In the study discussed earlier by Nell et al. [14], patients initiated on DMARDs earlier (median of 3 months of symptoms) had significant reductions in the progression of joint destruction and improvements in function, as compared with those with a longer duration of symptoms prior to the start of therapy (median 12 months). While it is not surprising that the patients with longer disease duration prior to treatment had worse baseline radiographic joint damage, they also had a greater progression of joint damage over 3 years, as compared with the patients treated earlier. Furthermore, despite similar baseline functional status as assessed by the health assessment questionnaire (HAQ), patients treated earlier had significantly improved functional status within the first 3 months of treatment, and this difference persisted throughout 3 years of follow-up.

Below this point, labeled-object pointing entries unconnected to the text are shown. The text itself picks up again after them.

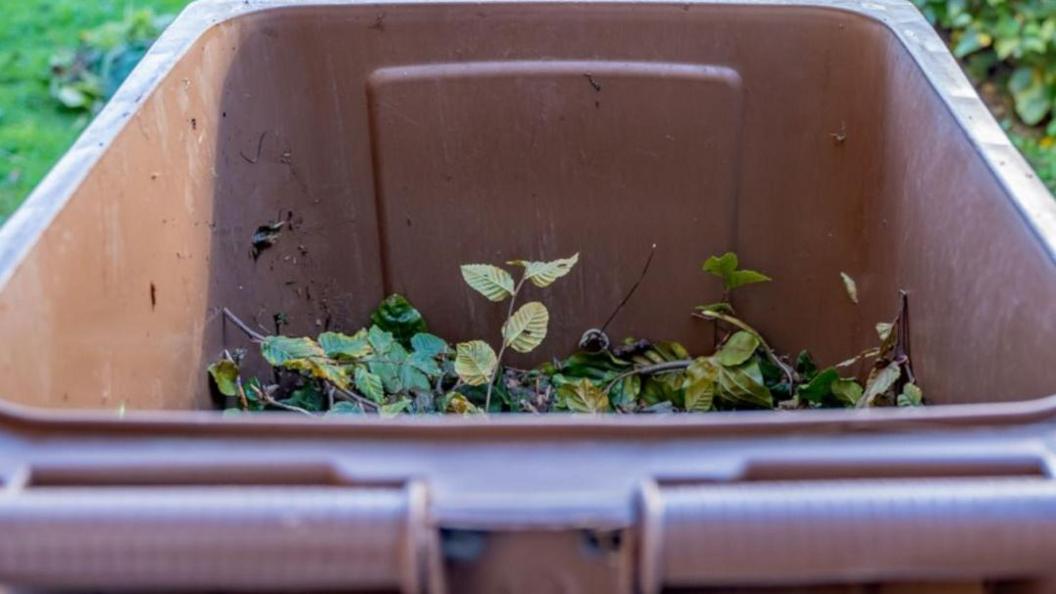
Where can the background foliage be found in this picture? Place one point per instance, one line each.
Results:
(35, 128)
(1009, 48)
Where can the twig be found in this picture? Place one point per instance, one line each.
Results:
(649, 370)
(266, 398)
(634, 288)
(291, 408)
(349, 395)
(256, 336)
(242, 392)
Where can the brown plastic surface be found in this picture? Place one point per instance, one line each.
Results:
(401, 140)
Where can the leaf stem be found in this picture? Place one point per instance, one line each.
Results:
(353, 396)
(649, 370)
(502, 350)
(252, 334)
(790, 373)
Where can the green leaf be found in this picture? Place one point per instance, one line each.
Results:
(493, 282)
(389, 367)
(850, 286)
(475, 363)
(543, 274)
(342, 347)
(662, 352)
(429, 345)
(398, 316)
(972, 41)
(342, 408)
(738, 349)
(847, 391)
(309, 397)
(582, 395)
(740, 278)
(380, 340)
(225, 374)
(743, 386)
(413, 378)
(457, 404)
(805, 365)
(601, 367)
(394, 409)
(526, 329)
(664, 387)
(370, 385)
(910, 396)
(624, 393)
(818, 389)
(726, 267)
(1032, 96)
(880, 383)
(720, 308)
(279, 350)
(423, 363)
(303, 355)
(701, 385)
(722, 265)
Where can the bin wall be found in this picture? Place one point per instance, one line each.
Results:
(403, 141)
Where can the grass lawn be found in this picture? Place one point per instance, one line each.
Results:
(34, 129)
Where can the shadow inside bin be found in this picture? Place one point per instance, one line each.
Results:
(394, 148)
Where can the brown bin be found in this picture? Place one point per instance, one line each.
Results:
(404, 138)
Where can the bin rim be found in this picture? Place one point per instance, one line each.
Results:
(901, 18)
(512, 426)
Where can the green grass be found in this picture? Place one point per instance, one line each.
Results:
(34, 129)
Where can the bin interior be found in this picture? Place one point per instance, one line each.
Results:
(402, 141)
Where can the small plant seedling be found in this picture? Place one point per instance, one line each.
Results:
(523, 331)
(396, 367)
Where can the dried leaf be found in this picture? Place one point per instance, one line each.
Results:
(343, 408)
(847, 392)
(458, 404)
(493, 282)
(225, 374)
(880, 382)
(527, 328)
(475, 363)
(303, 355)
(342, 347)
(543, 274)
(582, 395)
(743, 386)
(850, 285)
(700, 385)
(738, 349)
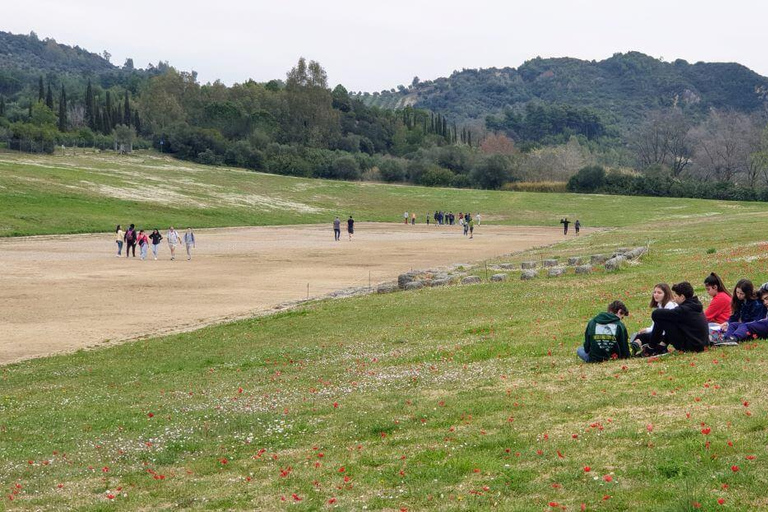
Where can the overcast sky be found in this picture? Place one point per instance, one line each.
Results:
(370, 46)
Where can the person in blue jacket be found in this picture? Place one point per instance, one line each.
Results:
(738, 332)
(745, 307)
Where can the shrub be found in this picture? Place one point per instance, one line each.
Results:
(392, 170)
(491, 172)
(345, 168)
(435, 176)
(588, 179)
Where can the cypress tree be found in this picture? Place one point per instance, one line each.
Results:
(126, 111)
(49, 98)
(136, 121)
(89, 119)
(63, 110)
(107, 112)
(96, 118)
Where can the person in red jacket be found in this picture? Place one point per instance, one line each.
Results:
(719, 309)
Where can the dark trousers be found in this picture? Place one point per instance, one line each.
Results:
(745, 331)
(671, 333)
(644, 338)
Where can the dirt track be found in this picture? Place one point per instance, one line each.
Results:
(61, 293)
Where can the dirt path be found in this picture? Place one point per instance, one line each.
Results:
(61, 293)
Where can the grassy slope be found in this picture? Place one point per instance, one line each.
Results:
(92, 193)
(458, 398)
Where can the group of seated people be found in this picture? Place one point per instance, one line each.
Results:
(680, 320)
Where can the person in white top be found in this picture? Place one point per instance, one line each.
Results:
(119, 235)
(173, 240)
(661, 298)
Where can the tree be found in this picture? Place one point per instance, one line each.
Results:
(63, 110)
(491, 172)
(124, 136)
(41, 115)
(722, 147)
(663, 139)
(126, 110)
(496, 144)
(49, 98)
(588, 179)
(346, 168)
(311, 119)
(392, 170)
(89, 106)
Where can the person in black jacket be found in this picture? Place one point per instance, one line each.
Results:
(684, 327)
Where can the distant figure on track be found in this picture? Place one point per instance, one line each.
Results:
(173, 240)
(143, 242)
(130, 240)
(336, 229)
(155, 237)
(189, 242)
(119, 234)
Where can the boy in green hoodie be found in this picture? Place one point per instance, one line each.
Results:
(606, 337)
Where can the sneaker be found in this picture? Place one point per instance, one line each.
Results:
(730, 341)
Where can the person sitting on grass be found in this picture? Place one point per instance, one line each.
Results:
(684, 327)
(719, 309)
(660, 298)
(606, 336)
(745, 307)
(740, 331)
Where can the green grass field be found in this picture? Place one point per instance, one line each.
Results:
(460, 398)
(92, 193)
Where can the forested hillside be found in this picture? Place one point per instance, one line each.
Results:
(621, 89)
(651, 127)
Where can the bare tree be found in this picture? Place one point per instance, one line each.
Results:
(722, 146)
(664, 139)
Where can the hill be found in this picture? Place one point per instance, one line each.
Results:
(49, 194)
(622, 88)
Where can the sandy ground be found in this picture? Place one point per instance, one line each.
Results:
(62, 293)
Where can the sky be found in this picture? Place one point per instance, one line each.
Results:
(370, 46)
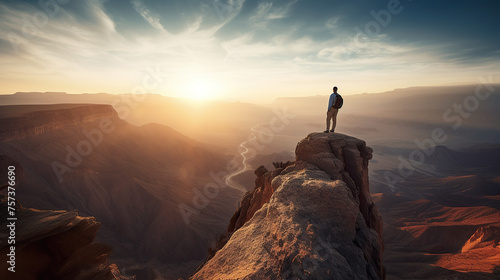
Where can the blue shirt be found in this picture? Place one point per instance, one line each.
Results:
(333, 96)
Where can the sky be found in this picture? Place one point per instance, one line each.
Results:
(244, 50)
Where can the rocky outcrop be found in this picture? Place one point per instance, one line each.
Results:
(22, 121)
(53, 245)
(313, 219)
(488, 236)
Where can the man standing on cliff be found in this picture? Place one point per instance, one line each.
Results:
(334, 104)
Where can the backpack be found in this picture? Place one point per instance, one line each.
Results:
(339, 101)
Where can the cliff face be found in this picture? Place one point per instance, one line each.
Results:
(313, 219)
(54, 245)
(15, 125)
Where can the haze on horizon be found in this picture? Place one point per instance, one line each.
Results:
(244, 50)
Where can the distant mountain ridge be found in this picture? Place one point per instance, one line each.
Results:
(310, 219)
(131, 178)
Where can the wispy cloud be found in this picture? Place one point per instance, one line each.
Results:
(270, 11)
(152, 19)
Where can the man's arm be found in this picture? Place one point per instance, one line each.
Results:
(331, 101)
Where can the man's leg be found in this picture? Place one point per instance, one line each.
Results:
(329, 115)
(334, 119)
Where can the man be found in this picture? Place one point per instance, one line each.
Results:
(331, 114)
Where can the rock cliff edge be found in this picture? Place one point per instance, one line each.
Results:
(310, 219)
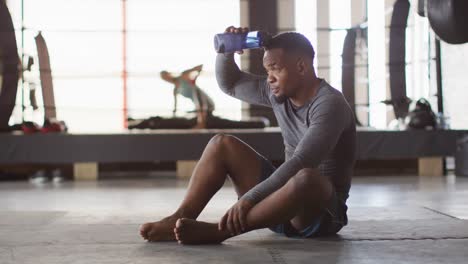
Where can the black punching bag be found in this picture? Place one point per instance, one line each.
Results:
(449, 19)
(10, 61)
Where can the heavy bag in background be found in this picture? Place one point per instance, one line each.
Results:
(9, 66)
(422, 116)
(397, 58)
(449, 19)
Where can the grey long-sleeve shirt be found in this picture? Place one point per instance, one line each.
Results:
(320, 134)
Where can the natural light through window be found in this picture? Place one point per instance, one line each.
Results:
(86, 46)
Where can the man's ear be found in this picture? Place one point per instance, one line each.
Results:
(301, 66)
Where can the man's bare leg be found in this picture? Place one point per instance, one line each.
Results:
(299, 201)
(223, 155)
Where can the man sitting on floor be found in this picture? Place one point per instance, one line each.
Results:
(305, 196)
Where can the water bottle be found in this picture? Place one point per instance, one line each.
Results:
(231, 42)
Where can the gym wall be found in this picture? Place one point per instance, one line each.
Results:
(455, 83)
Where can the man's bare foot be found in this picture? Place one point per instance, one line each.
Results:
(189, 231)
(159, 231)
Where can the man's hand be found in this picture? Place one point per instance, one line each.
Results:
(239, 30)
(235, 218)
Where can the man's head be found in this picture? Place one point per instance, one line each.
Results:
(288, 60)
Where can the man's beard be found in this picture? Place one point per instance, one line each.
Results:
(280, 98)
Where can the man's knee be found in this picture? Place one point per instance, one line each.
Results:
(309, 181)
(222, 141)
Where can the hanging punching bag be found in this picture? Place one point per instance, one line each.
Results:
(449, 19)
(10, 61)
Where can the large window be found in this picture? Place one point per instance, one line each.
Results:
(86, 46)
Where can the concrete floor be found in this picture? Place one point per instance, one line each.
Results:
(392, 220)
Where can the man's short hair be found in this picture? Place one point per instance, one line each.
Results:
(292, 42)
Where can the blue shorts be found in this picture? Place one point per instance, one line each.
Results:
(331, 220)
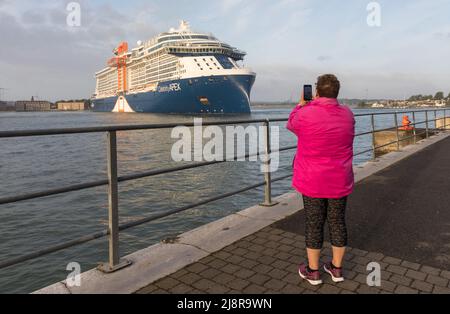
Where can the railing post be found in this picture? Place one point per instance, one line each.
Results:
(373, 136)
(435, 120)
(445, 119)
(267, 171)
(113, 209)
(397, 131)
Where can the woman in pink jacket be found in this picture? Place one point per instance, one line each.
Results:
(323, 173)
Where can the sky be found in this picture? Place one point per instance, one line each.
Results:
(289, 43)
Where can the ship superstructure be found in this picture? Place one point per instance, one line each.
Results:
(180, 71)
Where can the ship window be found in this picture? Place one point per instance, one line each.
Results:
(204, 100)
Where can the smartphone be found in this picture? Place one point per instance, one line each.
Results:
(307, 92)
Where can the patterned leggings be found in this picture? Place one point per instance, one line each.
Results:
(320, 210)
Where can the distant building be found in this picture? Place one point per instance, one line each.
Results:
(71, 106)
(33, 105)
(6, 106)
(377, 105)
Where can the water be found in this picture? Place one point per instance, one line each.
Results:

One challenge in applying the currently available data in support of earlier initiation of treatment in RA is the lack of long-term follow-up data for joint damage. Most studies are limited to 2 years or less of follow-up, and this time frame may be too short to understand the full impact of early treatment on function and joint damage. To address this concern, Finckh et al. performed a meta-analysis in 2006, evaluating the degree of radiographic joint damage up to 5 years after initiation of therapy (median 3 years) in over 1,000 RA patients treated with DMARDs. They found that radiographic joint damage was reduced by 33 % in RA patients treated within 1 year of symptom onset, as compared with those started on DMARD therapy after >1 year of symptoms. Additionally, a recent study by van der Linden et al. found that clinical assessment by a rheumatologist within 3 months of symptom onset resulted in a 1.34-fold decrease in progression of radiographic joint damage at 6 years (median 4 years), as compared with those assessed >3 months after onset of symptoms [18].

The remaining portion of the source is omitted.